According to the team, cells use multimodal perception to take into account external signals and information from inside the cell, for example, the amount of cell organelles.
In certain situations, internal signals can suppress external incentives: for example, in tumors where cells are resistant to different treatments.
This drug resistance is a serious problem in the fight against cancer, and it can be solved by taking into account the contextual signals that individual cells experience, and then changing them.
To verify whether cells were making decisions according to contextual, multimodal perceptions, as humans do, researchers had to simultaneously measure the activity of several signal nodes — external cell sensors — as well as several potential signals from inside the cell, such as the local environment and the number of cellular organelles.

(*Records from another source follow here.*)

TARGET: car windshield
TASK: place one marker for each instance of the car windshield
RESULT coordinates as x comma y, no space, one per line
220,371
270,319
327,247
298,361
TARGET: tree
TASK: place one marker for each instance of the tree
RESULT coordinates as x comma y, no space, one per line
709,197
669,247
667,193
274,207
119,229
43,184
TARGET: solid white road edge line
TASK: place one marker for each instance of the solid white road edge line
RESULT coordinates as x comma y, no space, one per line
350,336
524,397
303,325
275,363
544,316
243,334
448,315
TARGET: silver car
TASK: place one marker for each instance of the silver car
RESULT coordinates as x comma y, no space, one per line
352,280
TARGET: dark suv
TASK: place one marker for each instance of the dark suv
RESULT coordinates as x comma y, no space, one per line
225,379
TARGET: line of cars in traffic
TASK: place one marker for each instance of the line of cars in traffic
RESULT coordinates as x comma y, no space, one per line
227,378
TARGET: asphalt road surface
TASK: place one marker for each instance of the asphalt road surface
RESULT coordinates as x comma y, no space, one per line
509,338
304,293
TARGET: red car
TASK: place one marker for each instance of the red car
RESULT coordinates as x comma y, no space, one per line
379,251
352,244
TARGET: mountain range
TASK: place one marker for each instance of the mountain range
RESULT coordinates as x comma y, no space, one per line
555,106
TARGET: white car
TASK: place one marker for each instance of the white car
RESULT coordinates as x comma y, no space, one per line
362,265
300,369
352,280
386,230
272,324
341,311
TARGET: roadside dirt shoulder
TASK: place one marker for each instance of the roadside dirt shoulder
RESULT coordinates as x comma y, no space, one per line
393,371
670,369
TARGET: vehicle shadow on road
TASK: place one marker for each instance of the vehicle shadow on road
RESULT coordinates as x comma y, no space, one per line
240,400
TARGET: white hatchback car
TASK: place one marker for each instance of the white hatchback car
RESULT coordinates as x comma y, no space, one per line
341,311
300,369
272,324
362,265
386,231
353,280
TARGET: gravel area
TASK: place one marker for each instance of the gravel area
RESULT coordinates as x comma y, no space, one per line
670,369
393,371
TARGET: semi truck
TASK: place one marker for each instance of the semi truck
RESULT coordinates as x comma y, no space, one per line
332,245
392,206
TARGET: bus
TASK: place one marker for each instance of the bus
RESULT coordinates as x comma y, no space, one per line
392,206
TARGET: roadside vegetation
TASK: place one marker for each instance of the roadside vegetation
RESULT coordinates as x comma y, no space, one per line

All of this was analysed in both individual cells and in millions of cells, using a 4i method that allows visualization and determination of the number of proteins that may be up to 80.
Researchers found that when the activity of individual sensors changed, internal signals also changed; for example, large amounts of mitochondrium affect how the individual cell perceives external incentives.
When researchers assessed the decision of one cell, for example, to reproduce or to remain in peace, the decision depended heavily on its internal state.
So individual cells are able to make appropriate context-dependent decisions, and they are smarter than previously thought, and they sum up the authors.